Edo Valmori papà di Nicolò, 22 anni, autistico. Otello, nonno del ragazzo. Vincenzo Fornino (video) babbo di Antonio, 43 anni, a 17 la prima crisi di schizofrenia. Maneggio, laboratori, serra, ristorante, sala convegni, palestra e lavanderia, uffici, barbiere e sartoria, centri estivi. Modello ‘SanPa’ senza avere per ora dei Moratti. I Moratti della storia sono loro, le due famiglie. Hanno mollato quel che facevano e hanno investito tutto qui. Centro inaugurato a settembre, così nuovo «da fare paura anche alle istituzioni — sorride Fornino senza voler calcare la mano —. Stiamo aspettando l’accreditamento per 20 posti letto, 12 per il disagio psichico, 8 per l’autismo. Siamo fiduciosi. Però la burocrazia è rimasta ferma ai manicomi».

Per ogni ragazzo un progetto. Se parla o se comunica con il Pecs, lo scambio per immagini. Se deve scaricare l’aggressività, quella che fino a ieri riempiva di lividi una mamma disperata e oggi si disarma abbracciando un pallone.
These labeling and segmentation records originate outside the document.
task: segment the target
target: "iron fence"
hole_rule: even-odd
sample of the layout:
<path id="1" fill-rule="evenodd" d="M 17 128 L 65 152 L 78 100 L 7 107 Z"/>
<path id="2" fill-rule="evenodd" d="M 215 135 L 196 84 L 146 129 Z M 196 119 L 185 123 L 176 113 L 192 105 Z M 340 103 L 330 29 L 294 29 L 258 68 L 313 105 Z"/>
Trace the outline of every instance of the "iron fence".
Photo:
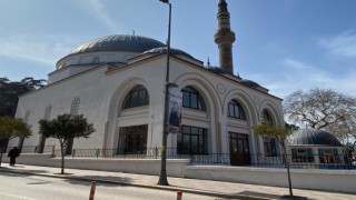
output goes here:
<path id="1" fill-rule="evenodd" d="M 280 154 L 230 154 L 230 153 L 204 153 L 179 154 L 177 149 L 166 150 L 167 159 L 188 159 L 192 166 L 245 166 L 265 168 L 285 168 L 285 158 Z M 60 149 L 53 151 L 55 157 L 60 157 Z M 73 158 L 117 158 L 117 159 L 160 159 L 160 149 L 73 149 L 70 157 Z M 290 168 L 315 169 L 356 169 L 355 158 L 347 154 L 287 154 Z"/>
<path id="2" fill-rule="evenodd" d="M 56 146 L 44 146 L 43 153 L 53 153 Z M 3 153 L 9 152 L 12 147 L 7 147 Z M 38 146 L 22 146 L 21 153 L 38 153 Z"/>

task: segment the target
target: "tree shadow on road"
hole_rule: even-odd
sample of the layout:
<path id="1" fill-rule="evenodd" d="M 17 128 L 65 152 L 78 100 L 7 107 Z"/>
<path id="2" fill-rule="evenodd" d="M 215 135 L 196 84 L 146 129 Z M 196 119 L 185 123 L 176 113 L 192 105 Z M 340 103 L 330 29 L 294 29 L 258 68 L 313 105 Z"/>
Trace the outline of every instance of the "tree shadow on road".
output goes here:
<path id="1" fill-rule="evenodd" d="M 111 176 L 63 176 L 65 182 L 71 184 L 90 186 L 91 181 L 96 181 L 97 186 L 106 187 L 128 187 L 132 183 L 132 179 L 127 177 Z"/>

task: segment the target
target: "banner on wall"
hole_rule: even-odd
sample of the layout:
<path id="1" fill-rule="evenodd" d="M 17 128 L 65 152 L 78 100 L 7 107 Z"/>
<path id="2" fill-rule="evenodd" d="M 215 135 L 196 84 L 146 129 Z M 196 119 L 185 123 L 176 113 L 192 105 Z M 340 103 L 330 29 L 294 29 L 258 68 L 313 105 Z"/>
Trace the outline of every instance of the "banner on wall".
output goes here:
<path id="1" fill-rule="evenodd" d="M 178 133 L 181 128 L 182 93 L 177 88 L 169 90 L 168 132 Z"/>

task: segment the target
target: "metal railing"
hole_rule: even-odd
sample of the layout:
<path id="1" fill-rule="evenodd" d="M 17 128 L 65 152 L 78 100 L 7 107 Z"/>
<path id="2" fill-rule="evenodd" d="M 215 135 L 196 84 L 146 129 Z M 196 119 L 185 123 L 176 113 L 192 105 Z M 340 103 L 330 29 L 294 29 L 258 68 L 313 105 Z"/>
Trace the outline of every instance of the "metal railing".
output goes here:
<path id="1" fill-rule="evenodd" d="M 8 147 L 4 152 L 9 152 L 12 147 Z M 43 153 L 52 153 L 55 152 L 56 146 L 44 146 Z M 22 146 L 21 153 L 38 153 L 38 146 Z"/>
<path id="2" fill-rule="evenodd" d="M 280 154 L 230 154 L 205 153 L 180 154 L 177 149 L 168 148 L 167 159 L 189 159 L 192 166 L 247 166 L 265 168 L 285 168 L 285 159 Z M 60 157 L 60 149 L 53 151 L 53 157 Z M 160 159 L 160 149 L 73 149 L 72 158 L 113 158 L 113 159 Z M 287 154 L 290 168 L 315 169 L 356 169 L 356 160 L 347 154 Z"/>

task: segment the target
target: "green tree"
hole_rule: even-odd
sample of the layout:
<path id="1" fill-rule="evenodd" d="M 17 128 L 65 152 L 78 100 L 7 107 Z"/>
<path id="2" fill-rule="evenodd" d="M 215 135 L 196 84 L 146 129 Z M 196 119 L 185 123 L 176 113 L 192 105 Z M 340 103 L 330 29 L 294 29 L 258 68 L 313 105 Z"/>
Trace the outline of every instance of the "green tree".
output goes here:
<path id="1" fill-rule="evenodd" d="M 60 114 L 56 119 L 39 121 L 40 134 L 46 138 L 57 138 L 60 143 L 61 173 L 65 173 L 65 146 L 75 138 L 89 138 L 95 132 L 93 126 L 80 116 Z"/>
<path id="2" fill-rule="evenodd" d="M 287 173 L 288 173 L 289 196 L 291 197 L 293 197 L 293 189 L 291 189 L 290 168 L 289 168 L 289 160 L 287 157 L 286 141 L 288 136 L 290 136 L 293 133 L 293 130 L 295 129 L 297 129 L 295 126 L 289 126 L 287 123 L 283 126 L 278 126 L 270 122 L 263 122 L 261 124 L 254 127 L 254 132 L 256 134 L 276 138 L 276 140 L 280 144 L 284 163 L 285 163 L 285 167 L 287 168 Z"/>
<path id="3" fill-rule="evenodd" d="M 16 137 L 27 138 L 31 136 L 31 127 L 22 119 L 0 116 L 0 140 L 9 140 Z M 0 166 L 2 160 L 3 147 L 0 147 Z"/>
<path id="4" fill-rule="evenodd" d="M 347 143 L 356 139 L 356 98 L 332 89 L 295 91 L 284 101 L 286 117 L 293 122 L 323 129 Z"/>

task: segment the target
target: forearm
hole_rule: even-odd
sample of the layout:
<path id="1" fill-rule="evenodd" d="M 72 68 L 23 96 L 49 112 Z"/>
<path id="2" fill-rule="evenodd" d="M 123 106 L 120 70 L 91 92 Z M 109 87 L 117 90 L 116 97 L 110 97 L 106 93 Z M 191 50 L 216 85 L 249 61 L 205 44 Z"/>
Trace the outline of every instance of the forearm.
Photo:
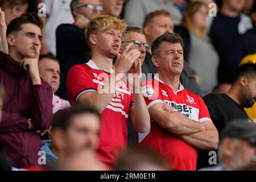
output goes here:
<path id="1" fill-rule="evenodd" d="M 78 102 L 89 104 L 95 107 L 101 113 L 115 96 L 121 80 L 121 77 L 118 77 L 117 75 L 117 73 L 112 74 L 105 85 L 98 89 L 97 92 L 89 96 L 86 94 L 81 96 L 78 99 Z"/>
<path id="2" fill-rule="evenodd" d="M 31 106 L 31 121 L 36 130 L 48 129 L 52 116 L 52 90 L 47 83 L 34 85 Z"/>
<path id="3" fill-rule="evenodd" d="M 141 93 L 133 94 L 134 111 L 132 119 L 134 126 L 138 132 L 144 133 L 150 129 L 150 117 L 143 96 Z"/>
<path id="4" fill-rule="evenodd" d="M 217 150 L 218 148 L 218 135 L 215 130 L 201 131 L 180 137 L 187 143 L 200 150 Z"/>
<path id="5" fill-rule="evenodd" d="M 3 111 L 0 122 L 0 133 L 20 132 L 29 130 L 28 118 L 19 113 L 9 113 Z"/>
<path id="6" fill-rule="evenodd" d="M 0 36 L 1 38 L 3 52 L 6 54 L 8 54 L 9 51 L 8 48 L 8 43 L 6 39 L 6 26 L 2 26 L 0 27 Z"/>
<path id="7" fill-rule="evenodd" d="M 200 122 L 189 119 L 177 111 L 166 112 L 168 118 L 166 129 L 172 133 L 184 135 L 205 130 L 205 127 Z"/>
Per arrivare dove? «A una dignità di vita», è il traguardo che si dà Fornino. Al fianco dei fondatori c’è Galeazzo Garavini, responsabile socio-sanitario; mattina e pomeriggio si alternano due psicologhe; cinque operatori garantiscono assistenza giorno e notte. Ti guardi attorno, qui non ci sono steccati tra dentro e fuori. «Ristorante, palestra, serra, ambulatori, sala convegni, maneggio, impianti sportivi sono aperti all’esterno — s’accalora Fornino —. È un modo nuovo per fare reddito e riversarlo nel sociale. Poi certo, serve anche l’aiuto delle istituzioni». Le stesse che, chiarisce, «dopo di noi erediteranno questo patrimonio. C’è scritto nello statuto. Andrà tutto ai Comuni di Bertinoro e Forlimpopoli». La roba non te la porti dietro. Questo padre dice di averlo capito «qualche anno fa, quando ho finito il cantiere della casa nuova — indica una bella villa là in fondo —. Mi sono chiesto: cosa me ne faccio? Quarantacinque anni di lavoro. Pensavo: se mio figlio va in un centro psichiatrico diventa matto. Invece qui Antonio sta bene. Tutto questo è nato da una domanda: dopo di noi chi si prenderà cura di loro, dei nostri figli? Con Edo siamo amici da una vita. Io allevavo polli, lui mi vendeva i mangimi».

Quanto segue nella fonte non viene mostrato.